Poetic stream of consciousness-y novel following six astronauts on a space station orbiting the Earth over one day of low earth orbits while they contemplate their lives, the world and the many people they’ve left behind.

I picked up Orbital because it’s a small novel that I could knock out in a day and it came highly recommended.

Samantha Harvey’s Orbital reminds me a lot of Jose Saramago’s work in form because Samantha Harvey doesn’t use any punctuation marks for dialog making the prose feel stream of consciousness-y. This makes me feel closer to the POV character’s thoughts than I would feel otherwise.

Where Samantha Harvey’s writing in Orbital differs from Saramago’s is in its content. Saramago is tends to make small changes to the way our world works and then works out how those changes ripple out through people’s lives on the page for our reading pleasure.s

On the other hand, in Orbital, Samantha Harvey seems more interested in describing the world as-it is (perhaps shifting the timeline forward a bit) and portraying multiple POVs to express the wide range of the human experience.

The hurricane caused by climate change in Orbital feels more like something that’s already happening to us today that we’re actively suffering from rather than a maneuver Saramago would make like “everybody on the planet is becoming blind” as some kind of metaphor for political ideology / faith gone wrong (see Blindness(José Saramago)).

In Orbital, Samantha Harvey doesn’t appear to be as militantly atheist as Jose Saramago does but the portrayal of Shaun makes me think that she problaby doesn’t believe.

I find it hard to believe (see what I did there?) that Shaun, as the only openly religious (Christian to be precise) astronaut on the crew, would go to space, watch as a hurricane rampages on the planet, killing uncountable numbers of people and start to subconsciously and consciously question his faith throughout all of the chapters dedicated to his POV.

That’s his main character beat. I found it both hard to believe and a missed opportunity to portray a character who believes in a higher power despite going to space.
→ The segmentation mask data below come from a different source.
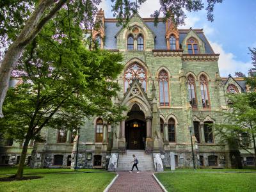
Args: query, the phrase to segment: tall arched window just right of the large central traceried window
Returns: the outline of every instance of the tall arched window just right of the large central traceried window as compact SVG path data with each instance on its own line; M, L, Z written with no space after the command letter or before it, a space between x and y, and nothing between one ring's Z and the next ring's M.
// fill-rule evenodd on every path
M159 72L158 79L160 106L169 106L168 73L165 70L161 70L161 72Z

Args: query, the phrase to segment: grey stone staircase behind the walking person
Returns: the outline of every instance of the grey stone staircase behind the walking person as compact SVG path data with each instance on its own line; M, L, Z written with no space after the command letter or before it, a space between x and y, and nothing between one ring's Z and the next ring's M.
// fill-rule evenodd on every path
M154 171L152 154L145 154L145 150L126 150L126 154L119 154L117 171L129 171L132 169L132 155L139 160L138 168L140 171ZM137 170L134 167L133 170Z

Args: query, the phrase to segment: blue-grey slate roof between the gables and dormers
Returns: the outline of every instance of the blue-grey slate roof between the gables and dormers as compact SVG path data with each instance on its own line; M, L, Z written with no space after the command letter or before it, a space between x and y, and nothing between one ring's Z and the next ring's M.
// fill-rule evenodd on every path
M150 19L143 19L148 28L150 28L155 34L155 48L154 49L167 49L165 32L166 24L163 21L160 21L157 26L154 26L154 21ZM106 19L105 22L105 46L104 49L116 49L116 38L115 35L122 29L122 26L116 26L115 20ZM180 38L179 44L182 43L186 35L188 34L189 29L180 29ZM211 48L207 38L204 35L202 29L195 29L195 33L201 38L205 43L205 53L214 54L214 51Z

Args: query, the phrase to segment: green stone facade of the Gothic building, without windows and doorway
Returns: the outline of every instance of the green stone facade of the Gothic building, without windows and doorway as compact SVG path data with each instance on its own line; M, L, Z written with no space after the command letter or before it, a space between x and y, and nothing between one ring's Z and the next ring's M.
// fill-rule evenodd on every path
M104 15L103 26L106 45L104 49L108 49L108 25L115 23L115 20L105 19ZM147 129L147 138L145 138L145 152L148 154L163 154L162 159L164 166L170 166L170 152L175 152L175 163L179 167L193 166L191 153L191 137L189 127L193 127L193 122L199 123L200 141L196 140L192 131L193 148L195 151L196 166L209 166L209 156L216 157L217 167L230 167L230 151L227 145L221 145L219 138L214 135L213 142L205 143L204 124L212 122L218 124L223 121L222 112L227 110L227 101L225 93L229 83L235 84L239 92L243 92L241 86L237 82L229 78L223 81L219 75L218 54L215 54L211 45L204 36L204 32L199 29L176 29L179 31L179 46L176 50L159 49L157 38L161 34L156 34L156 28L152 27L153 20L142 19L140 15L132 15L129 22L130 28L119 28L118 33L114 34L115 47L109 51L121 52L124 56L124 72L118 77L118 83L121 90L118 93L118 98L113 99L116 105L127 106L128 111L124 112L127 115L132 110L134 104L139 106L144 114L145 129ZM170 22L170 21L168 21ZM150 27L149 27L150 26ZM160 27L168 26L165 22ZM144 38L144 50L138 51L127 50L127 36L134 34L136 47L136 31ZM154 28L154 30L152 29ZM132 31L134 29L134 31ZM164 33L168 30L163 29ZM162 30L162 31L163 31ZM172 30L172 28L171 28ZM110 31L109 31L110 33ZM200 34L200 35L198 35ZM187 42L189 38L195 38L198 42L199 54L188 54ZM167 44L166 37L162 44ZM166 45L164 45L166 47ZM129 86L127 92L124 92L124 74L125 70L133 63L137 63L147 73L147 90L143 90L140 81L134 79ZM159 72L165 70L168 74L168 92L170 98L169 106L161 106L159 102ZM197 108L192 108L189 104L188 92L188 76L191 74L195 78L196 102ZM204 74L207 77L209 88L209 108L203 108L202 96L200 93L200 76ZM228 82L228 83L227 83ZM136 93L134 92L136 89ZM138 92L137 92L138 91ZM135 116L136 113L134 112ZM125 153L127 150L127 138L125 132L126 122L118 122L111 124L108 129L108 124L103 124L103 140L95 142L95 127L97 118L93 117L86 120L86 123L81 127L79 137L79 155L78 165L80 168L92 167L108 167L109 156L111 154ZM164 122L164 129L161 132L160 118ZM168 141L168 121L172 118L175 121L175 142ZM55 166L72 166L74 167L76 160L76 143L70 143L70 132L67 133L67 141L58 143L58 131L51 128L45 128L41 131L46 143L35 143L32 151L31 166L33 167L55 167ZM7 150L5 154L17 152L15 148ZM19 153L17 153L19 154ZM31 152L29 152L31 154ZM56 165L54 156L62 155L63 164ZM30 155L28 155L30 156ZM248 153L242 152L242 156L248 156ZM100 161L95 163L95 159L100 157ZM200 162L201 159L201 162ZM212 160L211 160L212 161ZM99 164L100 162L100 164ZM211 165L211 164L210 164Z

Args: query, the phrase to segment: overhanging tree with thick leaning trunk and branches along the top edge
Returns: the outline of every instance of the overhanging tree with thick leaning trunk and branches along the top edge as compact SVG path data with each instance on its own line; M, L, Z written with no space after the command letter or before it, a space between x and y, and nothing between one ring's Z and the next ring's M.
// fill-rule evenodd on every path
M138 0L138 4L145 3L146 0ZM0 118L3 117L2 108L8 83L13 68L26 46L42 30L44 25L54 17L54 15L65 5L68 12L76 13L74 19L84 28L93 26L93 19L97 12L97 5L101 0L5 0L0 2L0 36L5 40L3 45L9 42L10 45L4 54L0 67ZM113 3L113 14L120 24L127 24L131 13L138 10L139 5L131 0L111 0ZM222 0L207 1L207 18L213 20L214 4L221 3ZM202 0L159 0L160 10L156 11L152 17L157 19L161 12L168 18L173 14L177 24L184 24L186 14L189 12L202 10L204 3ZM2 46L3 46L2 45ZM3 54L2 54L3 55Z

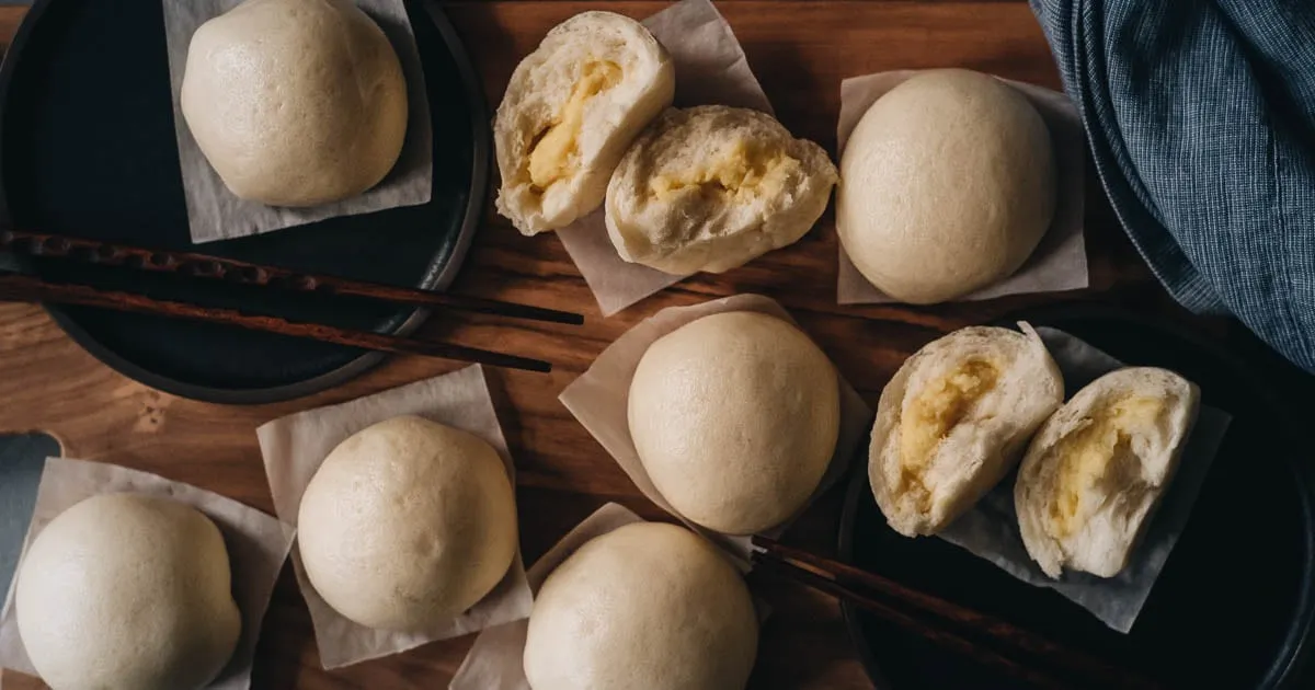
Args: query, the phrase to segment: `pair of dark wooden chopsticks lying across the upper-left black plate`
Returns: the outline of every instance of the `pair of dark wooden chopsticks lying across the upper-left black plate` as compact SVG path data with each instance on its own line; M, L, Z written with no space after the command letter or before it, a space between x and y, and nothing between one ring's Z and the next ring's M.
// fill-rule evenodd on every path
M266 289L287 289L317 294L347 294L391 304L493 314L550 323L575 326L584 323L584 318L580 314L558 311L555 309L477 297L460 297L394 285L380 285L335 276L301 273L287 268L252 264L205 254L149 250L24 230L0 230L0 254L3 252L9 252L14 256L36 256L121 267L128 271L174 273ZM341 329L323 323L293 322L277 317L247 314L237 309L220 309L188 302L156 300L146 294L107 290L76 283L53 283L22 272L0 272L0 301L50 302L154 314L208 323L222 323L254 331L275 333L383 352L425 355L534 372L547 372L552 368L550 363L537 359L441 343L425 338Z

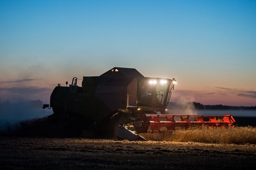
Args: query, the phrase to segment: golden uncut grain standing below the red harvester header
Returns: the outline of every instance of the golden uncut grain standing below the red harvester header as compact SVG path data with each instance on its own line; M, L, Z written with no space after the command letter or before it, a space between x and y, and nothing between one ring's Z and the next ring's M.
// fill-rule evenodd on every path
M217 144L256 144L255 127L191 127L168 133L143 133L148 140Z

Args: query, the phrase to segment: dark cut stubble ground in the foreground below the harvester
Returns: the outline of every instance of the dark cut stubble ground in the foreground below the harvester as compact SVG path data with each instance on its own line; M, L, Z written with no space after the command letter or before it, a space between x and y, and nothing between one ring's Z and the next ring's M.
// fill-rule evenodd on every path
M0 169L253 169L256 145L0 137Z

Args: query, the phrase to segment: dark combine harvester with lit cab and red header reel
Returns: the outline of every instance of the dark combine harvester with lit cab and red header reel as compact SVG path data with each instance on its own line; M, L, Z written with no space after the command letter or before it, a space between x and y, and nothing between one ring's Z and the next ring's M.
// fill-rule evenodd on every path
M84 76L54 88L51 122L62 122L66 137L144 140L139 133L168 132L189 126L234 126L232 115L168 114L176 80L144 77L136 69L115 67L101 76ZM133 129L132 132L128 129Z

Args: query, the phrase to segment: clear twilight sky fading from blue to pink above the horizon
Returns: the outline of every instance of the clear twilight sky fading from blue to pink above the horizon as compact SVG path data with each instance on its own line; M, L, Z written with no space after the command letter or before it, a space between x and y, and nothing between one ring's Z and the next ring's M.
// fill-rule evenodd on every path
M256 1L0 0L0 102L113 67L175 77L172 101L256 106Z

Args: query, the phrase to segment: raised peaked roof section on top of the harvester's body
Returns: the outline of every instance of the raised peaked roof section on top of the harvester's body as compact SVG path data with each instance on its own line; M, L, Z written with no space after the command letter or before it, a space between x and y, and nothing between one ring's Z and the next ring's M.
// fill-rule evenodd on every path
M113 74L121 74L126 77L144 77L139 71L131 68L114 67L103 73L101 76L112 76Z

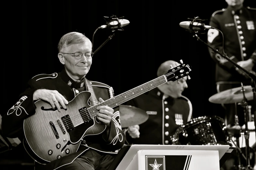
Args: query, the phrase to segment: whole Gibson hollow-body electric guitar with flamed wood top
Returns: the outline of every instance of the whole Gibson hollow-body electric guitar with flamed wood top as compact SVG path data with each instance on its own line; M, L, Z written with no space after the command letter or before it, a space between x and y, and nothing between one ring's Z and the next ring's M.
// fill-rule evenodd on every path
M98 106L113 108L168 81L188 76L190 66L183 64L182 60L181 63L175 68L171 66L167 74L95 106L88 104L91 96L88 91L77 94L66 106L67 109L61 108L61 112L38 100L35 102L36 113L24 120L24 133L30 149L47 162L76 152L85 136L100 134L106 128L105 124L96 121Z

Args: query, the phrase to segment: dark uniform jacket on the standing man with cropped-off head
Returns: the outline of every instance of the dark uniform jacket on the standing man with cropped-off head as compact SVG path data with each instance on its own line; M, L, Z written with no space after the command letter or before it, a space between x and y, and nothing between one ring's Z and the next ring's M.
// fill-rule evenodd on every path
M224 35L224 52L234 62L256 61L256 9L242 7L234 11L231 6L214 12L210 26L219 29ZM208 30L208 44L222 53L222 35L216 29ZM234 64L209 48L212 59L216 62L216 82L246 81L237 73ZM253 70L255 71L255 65Z

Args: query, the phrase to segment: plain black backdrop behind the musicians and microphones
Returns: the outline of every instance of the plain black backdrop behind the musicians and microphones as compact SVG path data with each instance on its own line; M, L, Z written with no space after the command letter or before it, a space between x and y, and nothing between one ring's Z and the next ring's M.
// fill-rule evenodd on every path
M256 7L254 0L244 5ZM221 106L208 101L216 93L215 63L207 46L179 26L187 18L207 19L227 7L225 0L200 1L22 1L8 6L3 14L6 42L10 50L2 53L3 113L19 99L29 78L52 74L63 68L57 58L57 44L68 32L84 33L92 40L103 16L124 16L130 24L116 31L94 56L86 76L113 87L115 95L156 78L158 66L166 60L182 59L192 66L188 89L183 93L193 105L193 116L221 116ZM96 50L111 35L101 29L94 36ZM199 35L206 42L206 34ZM10 52L10 53L9 53ZM7 62L6 62L7 61Z

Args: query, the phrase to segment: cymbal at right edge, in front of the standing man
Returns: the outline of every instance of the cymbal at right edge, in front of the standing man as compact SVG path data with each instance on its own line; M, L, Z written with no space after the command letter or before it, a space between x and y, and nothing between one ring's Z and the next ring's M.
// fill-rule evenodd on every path
M251 86L244 86L244 92L246 99L253 100L253 92ZM212 95L209 98L209 102L216 104L229 104L229 103L240 103L244 98L242 87L236 87L228 89Z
One could argue that this new perspective Shaun has on the world could have a profound impact on his belief in God. But given that Orbital presents us with the POVs of six astronauts, I find it a shame that the only openly religious one’s only character arc is one of his faith being shaken to the core by the act of going to space.

Using a natural disaster to “prove” that an all powerful and benevolent God can’t exist is a common argument used in militant atheist spaces. Despite me agreeing with this argument in broad strokes, I find it hard to believe that Shaun wouldn’t have encountered it already in his life and built up some kind of religious argument against it.

Basically, I think there’s people out there who can believe in God and be astronauts and I would have liked to have seen that on the page even if I’m not a believer myself.